I cannot understand why it is so attractive for men and women not to have unique contributions to the world. And the people that are pushing hard for this are women...and the men that take up their cause.  Do we really need to begin a different kind of feminism: The need for Woman?  I think that probably women just don't want the unique aspect of Woman to be what it is.  Power, influence, recognition, worldly reward seem stacked on the other side.

This position--that women and men are not essentially different is nothing other than gnostic. Gnosticism is a shunning of the material in favor of the spiritual.  It is an elevation of mind and soul over the body.  It believes in a special knowledge that frees us from material constraints.  This is an ancient heresy that the early Church had to fight against in its understanding of Jesus.  Gnostics were uncomfortable with the idea that God came in a body.  It is likely that this is what the Apostle John was identifying as the spirit of the antichrist, specifically that Jesus did not come in the flesh.

People are not disembodied minds and souls.  They come in bodies.  Male bodies and female bodies. Rather than be ignored, these bodies have something to say about our mission and meaning in this world, in the same way that Jesus' body, conceived in and born through the body of a woman, had something to say about his mission.

The primary metaphor in Scripture for God's relationship with humanity is marriage.  The Bible begins with marriage and ends with the great marriage feast between God and his people.  This image is completely disrupted as our culture lists toward androgyny.  When we move toward believing that gender is a cultural construct, we miss a world of meaning that God is revealing.

The next generation is the group of people we should be concerned about as we work on "enlightening" the world that men and women are not distinctly different.  That is because we are saying that children don't need fathers and mothers, just parents.  It is only a construct of society that a mother would be nurturing the next generation and the father fighting for it.  I am concerned that in this worldview, the next generation is neither being nurtured or fought for--the next generation is not really being considered.

My husband and I have been involved in years of healing prayer, and deep in the core of so many is the loss of mother or father love or blessing.  The older they get, they are awakened to the unfilled longing to be known and loved in the unique way that a mother loves and knows and a father knows and loves.

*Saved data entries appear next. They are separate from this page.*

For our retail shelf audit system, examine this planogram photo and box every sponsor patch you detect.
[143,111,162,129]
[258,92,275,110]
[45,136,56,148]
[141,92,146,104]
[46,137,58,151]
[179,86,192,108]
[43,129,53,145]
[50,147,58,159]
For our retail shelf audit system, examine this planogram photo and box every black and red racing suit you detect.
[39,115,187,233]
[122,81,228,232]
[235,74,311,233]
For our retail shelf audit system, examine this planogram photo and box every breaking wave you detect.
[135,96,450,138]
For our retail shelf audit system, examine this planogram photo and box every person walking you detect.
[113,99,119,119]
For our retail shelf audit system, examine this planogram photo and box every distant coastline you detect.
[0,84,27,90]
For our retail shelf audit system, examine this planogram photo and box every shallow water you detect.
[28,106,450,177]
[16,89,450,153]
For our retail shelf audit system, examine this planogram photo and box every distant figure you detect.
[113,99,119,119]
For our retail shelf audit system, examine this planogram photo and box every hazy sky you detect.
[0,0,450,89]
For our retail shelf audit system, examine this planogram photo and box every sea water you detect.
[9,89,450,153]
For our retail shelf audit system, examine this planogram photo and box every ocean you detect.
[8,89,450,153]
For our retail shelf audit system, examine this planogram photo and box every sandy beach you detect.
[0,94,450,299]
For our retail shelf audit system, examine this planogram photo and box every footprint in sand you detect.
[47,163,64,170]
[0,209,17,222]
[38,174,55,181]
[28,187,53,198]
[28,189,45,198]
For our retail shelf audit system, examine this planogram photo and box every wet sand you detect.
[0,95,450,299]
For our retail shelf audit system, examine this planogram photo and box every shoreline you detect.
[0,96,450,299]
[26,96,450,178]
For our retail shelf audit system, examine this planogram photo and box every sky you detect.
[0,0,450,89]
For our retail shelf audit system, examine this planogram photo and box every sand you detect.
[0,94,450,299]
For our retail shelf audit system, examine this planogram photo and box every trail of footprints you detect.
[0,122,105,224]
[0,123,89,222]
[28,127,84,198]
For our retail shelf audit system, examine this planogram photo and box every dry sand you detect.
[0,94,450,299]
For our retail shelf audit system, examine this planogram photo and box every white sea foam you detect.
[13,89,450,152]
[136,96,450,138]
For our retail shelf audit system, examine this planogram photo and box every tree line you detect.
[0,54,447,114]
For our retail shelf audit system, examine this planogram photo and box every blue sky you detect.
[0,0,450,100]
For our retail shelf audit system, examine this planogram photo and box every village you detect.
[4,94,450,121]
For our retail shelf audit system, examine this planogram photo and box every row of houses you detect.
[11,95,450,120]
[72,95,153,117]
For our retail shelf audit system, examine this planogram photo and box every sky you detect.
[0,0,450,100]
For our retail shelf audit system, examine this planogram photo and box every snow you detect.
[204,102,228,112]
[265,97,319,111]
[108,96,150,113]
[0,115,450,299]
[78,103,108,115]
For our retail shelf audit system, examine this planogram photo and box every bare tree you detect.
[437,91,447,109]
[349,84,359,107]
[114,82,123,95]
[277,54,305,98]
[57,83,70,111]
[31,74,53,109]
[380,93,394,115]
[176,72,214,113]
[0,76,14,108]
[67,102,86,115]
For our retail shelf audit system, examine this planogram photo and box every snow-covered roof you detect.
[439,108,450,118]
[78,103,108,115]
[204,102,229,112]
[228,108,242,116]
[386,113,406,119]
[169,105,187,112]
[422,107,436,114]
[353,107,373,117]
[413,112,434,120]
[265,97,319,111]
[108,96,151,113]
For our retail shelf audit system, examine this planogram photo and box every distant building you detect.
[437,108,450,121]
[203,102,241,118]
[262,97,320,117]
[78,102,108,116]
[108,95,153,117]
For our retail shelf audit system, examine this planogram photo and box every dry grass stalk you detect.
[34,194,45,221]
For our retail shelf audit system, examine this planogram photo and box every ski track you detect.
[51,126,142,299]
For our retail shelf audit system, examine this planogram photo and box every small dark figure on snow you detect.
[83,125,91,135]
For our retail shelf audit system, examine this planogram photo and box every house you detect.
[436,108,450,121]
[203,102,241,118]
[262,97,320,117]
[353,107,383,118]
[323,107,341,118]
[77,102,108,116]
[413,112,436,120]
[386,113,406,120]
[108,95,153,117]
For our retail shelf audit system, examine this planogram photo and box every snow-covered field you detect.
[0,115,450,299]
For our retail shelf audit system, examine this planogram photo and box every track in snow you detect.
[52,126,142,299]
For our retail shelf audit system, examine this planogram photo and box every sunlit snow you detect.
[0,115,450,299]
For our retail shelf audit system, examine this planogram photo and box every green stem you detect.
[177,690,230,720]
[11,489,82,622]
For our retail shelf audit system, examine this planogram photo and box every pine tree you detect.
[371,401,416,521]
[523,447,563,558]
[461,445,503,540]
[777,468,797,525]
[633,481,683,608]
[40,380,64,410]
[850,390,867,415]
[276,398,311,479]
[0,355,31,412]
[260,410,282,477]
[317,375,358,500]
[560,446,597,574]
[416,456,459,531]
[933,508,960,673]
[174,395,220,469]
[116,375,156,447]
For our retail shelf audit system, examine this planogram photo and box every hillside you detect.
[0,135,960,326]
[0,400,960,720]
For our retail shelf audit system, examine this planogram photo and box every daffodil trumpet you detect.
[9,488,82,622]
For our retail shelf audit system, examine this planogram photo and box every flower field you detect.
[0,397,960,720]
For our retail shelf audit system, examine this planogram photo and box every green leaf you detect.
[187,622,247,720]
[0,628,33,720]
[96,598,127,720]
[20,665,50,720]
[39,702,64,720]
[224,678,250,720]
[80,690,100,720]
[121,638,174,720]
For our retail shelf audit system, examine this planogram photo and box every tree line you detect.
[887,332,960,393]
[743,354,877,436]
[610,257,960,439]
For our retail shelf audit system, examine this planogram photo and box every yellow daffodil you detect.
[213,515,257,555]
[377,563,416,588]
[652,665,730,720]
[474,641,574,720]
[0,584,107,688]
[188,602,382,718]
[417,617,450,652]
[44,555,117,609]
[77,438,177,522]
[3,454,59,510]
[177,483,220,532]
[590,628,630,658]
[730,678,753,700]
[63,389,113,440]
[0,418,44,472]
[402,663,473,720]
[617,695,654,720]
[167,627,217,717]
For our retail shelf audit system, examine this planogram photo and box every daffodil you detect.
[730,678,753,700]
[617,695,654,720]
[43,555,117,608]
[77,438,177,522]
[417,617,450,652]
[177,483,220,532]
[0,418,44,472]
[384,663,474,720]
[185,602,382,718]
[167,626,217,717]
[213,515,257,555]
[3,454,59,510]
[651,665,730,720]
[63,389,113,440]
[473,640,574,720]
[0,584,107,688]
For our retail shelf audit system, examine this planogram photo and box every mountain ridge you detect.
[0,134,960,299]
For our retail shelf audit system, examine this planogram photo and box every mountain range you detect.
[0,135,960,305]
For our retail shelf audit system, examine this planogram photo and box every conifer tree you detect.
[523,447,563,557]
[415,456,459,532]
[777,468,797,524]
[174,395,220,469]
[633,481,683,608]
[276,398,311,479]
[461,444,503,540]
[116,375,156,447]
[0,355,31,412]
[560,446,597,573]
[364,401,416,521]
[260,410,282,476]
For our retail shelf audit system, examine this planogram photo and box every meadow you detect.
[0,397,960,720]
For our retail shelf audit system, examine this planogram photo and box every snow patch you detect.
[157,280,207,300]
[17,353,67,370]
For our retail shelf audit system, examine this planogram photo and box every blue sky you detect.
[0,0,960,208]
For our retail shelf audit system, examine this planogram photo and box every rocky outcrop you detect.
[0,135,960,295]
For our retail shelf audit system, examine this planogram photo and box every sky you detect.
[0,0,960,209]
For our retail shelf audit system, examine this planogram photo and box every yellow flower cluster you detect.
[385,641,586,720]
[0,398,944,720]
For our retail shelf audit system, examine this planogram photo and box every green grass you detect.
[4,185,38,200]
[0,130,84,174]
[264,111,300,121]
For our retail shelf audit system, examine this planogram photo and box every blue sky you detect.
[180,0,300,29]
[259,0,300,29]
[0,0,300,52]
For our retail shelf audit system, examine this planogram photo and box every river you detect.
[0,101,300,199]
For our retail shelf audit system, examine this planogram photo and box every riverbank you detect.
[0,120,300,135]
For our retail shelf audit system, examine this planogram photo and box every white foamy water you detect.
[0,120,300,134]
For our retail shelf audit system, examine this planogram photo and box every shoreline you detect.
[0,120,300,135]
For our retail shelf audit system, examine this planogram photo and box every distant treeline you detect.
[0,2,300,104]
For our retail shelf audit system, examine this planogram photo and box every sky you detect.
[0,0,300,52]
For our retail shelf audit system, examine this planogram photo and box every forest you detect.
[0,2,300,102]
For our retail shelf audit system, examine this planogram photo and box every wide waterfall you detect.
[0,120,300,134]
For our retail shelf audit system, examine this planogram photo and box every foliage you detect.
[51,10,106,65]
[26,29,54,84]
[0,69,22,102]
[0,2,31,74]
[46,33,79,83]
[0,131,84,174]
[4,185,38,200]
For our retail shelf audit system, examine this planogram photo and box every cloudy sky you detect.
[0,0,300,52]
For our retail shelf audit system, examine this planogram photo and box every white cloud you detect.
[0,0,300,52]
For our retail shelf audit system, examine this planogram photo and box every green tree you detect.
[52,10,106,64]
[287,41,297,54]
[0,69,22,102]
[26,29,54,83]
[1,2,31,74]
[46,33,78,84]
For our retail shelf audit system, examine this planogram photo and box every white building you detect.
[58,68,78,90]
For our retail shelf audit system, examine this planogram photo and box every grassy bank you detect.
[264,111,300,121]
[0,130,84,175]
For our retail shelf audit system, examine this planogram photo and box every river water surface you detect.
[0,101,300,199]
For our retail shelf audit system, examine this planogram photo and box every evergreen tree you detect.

They become more aware of the holes in their own souls. And though personhood or love or well-being is not scientifically measured, the lack of them is crippling.

My daughter has not been raised in an ideology but within a theology.  So when someone tries to categorize her and dismiss her arguments as "complementation" or "you just think that because..."or she tries to have a genuine discussion free of labels and power moves, she is shocked to find that even among Christians there is a politically driven way to think, and any thought outside of that stream is dubbed "unintellectual" or "narrow."

I want to explore who has a narrow view of women.  I think my daughter has the more expansive view, as she thinks that women actually can do things men can't do.  She actually believes that women are so important that they better not sabotage their own contributions.  She believes that a mother is so important that not to have one is a travesty that only God can redeem.

I am not saying that every child who is missing a mother or a father is going to limp through life.  A single parent who understands the masculine and feminine and the limitation of what he or she can give, can also search for other ways for the church at large and for spiritual fathers or mothers to bring that blessing into a child's life.  I have seen many single parents live this out in the context of prayer, presence, and the community of Holy Church.

In a debriefing of these conversations, Madeleine expressed that feeling of being called on to defend something so elemental and primal as "woman" or "mother" and being at a loss for words and feeling like an idiot.  I know the feeling.  Defending the calling and person of mother as unique from father is like explaining the universe, a cosmos with sun and moon--both of which are absolutely necessary to sustaining life.  Once we have to quantify, dissect, and chart mother love, we have already lost something so profound, I'm not sure where to begin.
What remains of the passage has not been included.